Piazzola e H. Ferrer), Amelita Baltar e orquestra.

 

         Ilma. Sra, professora. Maria Lúcia Pontual, vice-diretora do ICHF e representante do Magnífico Reitor da UFF, demais autoridades universitárias componentes da mesa, senhores pais e familiares aqui presentes, meus colegas professores, querido alunos e alunas desta turma do ano de 2004.

        

         Antes de tudo quero agradecer a homenagem que me está sendo prestadas, ao me honrarem como patrono desta turma denominada “Octávio Ianni”.

 

- I -

 

         É próprio no dia de hoje retomar a pergunta que eu fazia há uns cinco meses atrás: “para que têm servido as ciências sociais?” [2]. Não vou buscar generalizações fáceis do tipo “reforçar o projeto de dominação das classes dominantes” ou “construir a hegemonia capitalista” ou, alternativamente, “propor um projeto de transformação social”. Também não vou me referir à escala planetária; antes vou me fixar na história recente do Brasil, desde que as ciências sociais começam a desabrochar entre nós, e me fixar preferencialmente no microcosmo doméstico em que - estudantes e estudiosos – estamos inseridos.
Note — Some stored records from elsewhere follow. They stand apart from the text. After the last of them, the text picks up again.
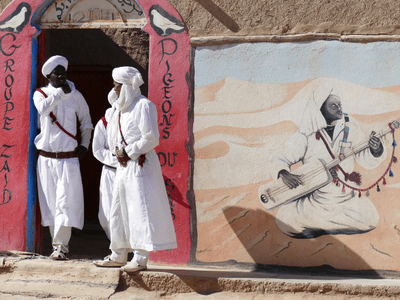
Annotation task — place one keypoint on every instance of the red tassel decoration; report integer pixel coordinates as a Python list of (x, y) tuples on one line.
[(142, 160), (354, 177)]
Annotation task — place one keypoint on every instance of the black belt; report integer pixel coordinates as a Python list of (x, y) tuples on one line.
[(70, 154)]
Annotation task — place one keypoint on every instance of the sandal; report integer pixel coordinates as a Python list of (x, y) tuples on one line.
[(58, 254)]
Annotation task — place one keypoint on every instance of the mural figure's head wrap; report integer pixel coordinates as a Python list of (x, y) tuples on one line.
[(312, 119), (131, 80), (52, 63)]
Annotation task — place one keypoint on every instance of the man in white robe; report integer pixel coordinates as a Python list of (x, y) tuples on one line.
[(110, 163), (327, 210), (140, 214), (58, 174)]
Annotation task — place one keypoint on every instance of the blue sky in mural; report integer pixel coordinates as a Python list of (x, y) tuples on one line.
[(371, 65)]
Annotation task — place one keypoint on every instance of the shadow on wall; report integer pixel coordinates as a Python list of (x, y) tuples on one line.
[(219, 14), (291, 252)]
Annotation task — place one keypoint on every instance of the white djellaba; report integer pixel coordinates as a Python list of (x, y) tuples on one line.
[(140, 219)]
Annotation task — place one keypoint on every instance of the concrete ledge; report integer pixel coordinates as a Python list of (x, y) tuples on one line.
[(178, 280), (48, 278), (42, 277)]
Trata-se de uma contribuição modesta ao debate, que se pretende bem-humorada e otimista numa visada para o futuro.

 

         Vou me fixar a partir do movimento modernista, da emergência das primeiras manifestações organizadas da classe operária, do surgimento de uma obra que assinala, talvez, o nascimento das ciências sociais no Brasil: refiro-me à “Populações Meridionais do Brasil” (1922), de Oliveira Viana. E, como disse anteriormente, vou voltar-me para o espaço familiar e particular dos jovens quando declaram que vão estudar ciências sociais. É um Deus-nos-acuda danado.  Há alguns anos, via de regra, as famílias reagiam muito mal a isso.

 

         Como? Não optar por direito, medicina, engenharia, as alternativas clássicas do reconhecimento social! No presente, a reação é um pouco mais branda, mas ainda assim mal humorada. As ciências sociais sugeriam, e ainda sugerem, um certo far niente, um ócio e diletantismo inadmissível para acumular fortuna e fazer frente às necessidades da vida. Desde os primeiros momentos, o estudante secundarista que fala em cursar ciências sociais recebe um olhar de esguelha e desaprovação de seus pais e parentes mais próximos. Constitui-se logo num objeto de curiosidade e observação da família, quando não declarado de imediato insensato, louco ou assemelhado.

 

         Quero, pois, me fixar neste caráter pitoresco, que ainda está vivo entre nós.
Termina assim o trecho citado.